Elsewhere, Gov. Jerry Brown of California called the devastating drought in his state “a wake-up call” that required the strict water restrictions imposed last week. But he defended the exemptions for farmers, which have been criticized by many as unfair to the general public.

“They’re not watering their lawn or taking long showers,” he said of the farmers on ABC’s “This Week.” “They’re providing most of the fruits and vegetables of America to a significant part of the world.”

And on the 2016 front, Rick Santorum, the former Pennsylvania senator, criticized fellow Republicans for being “very weak” on economic issues, and advised those considering a presidential run to appeal to Americans who feel left behind.

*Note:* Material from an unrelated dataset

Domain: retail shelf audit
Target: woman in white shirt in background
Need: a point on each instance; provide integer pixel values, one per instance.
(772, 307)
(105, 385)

“Neither party is really talking about them and really saying what’s the way forward for the 70 percent of Americans who don’t have a college degree but want economic opportunity like everybody else,” he said on CBS.

Emmarie Huetteman

What We’re Reading Elsewhere

In honor of opening day, the conservative columnist and baseball historian George Will tests your knowledge of the game.

Newsweek discusses a new musical about Hillary Rodham Clinton, and New York magazine questions her skills at running for the office.

President Obama, Michelle Obama and their daughters celebrated Easter at a church service in Alexandria, Va., while ABC News recalled past White House egg-rolling events.

Senator Rand Paul of Kentucky has not said what he will discuss in his scheduled announcement on Tuesday, but a video released on Sunday leaves no doubt that he will formally declare his candidacy for president.

A Footnote for the Hothouse Flower That Ben Cardin Isn’t

Some readers were confused last week when First Draft said Senator Ben Cardin of Maryland was not a hothouse flower. What did it mean? What was implied?

Mr. Cardin, a Democrat, became the party’s ranking member on the Senate Foreign Relations Committee after Senator Robert Menendez of New Jersey stepped down from the post after his indictment on corruption charges. Mr. Cardin will most likely have significant influence over how Congress proceeds on any agreement between Western nations and Iran. Many legislators, including Mr. Cardin, want Congress to have a say on sanctions.

In this context, “something short of a hothouse flower” simply meant that Mr. Cardin is not the sort of senator who seeks drama or self-promotion, but rather tends to focus on the work at hand. Thus, his feelings on all matters Iran are likely to be tough and unemotional. A hothouse flower describes someone who runs both emotional and fragile. Not him.

Side note: The Hothouse Flowers is also the name of an Irish rock band. Mr. Cardin is not a member of it either.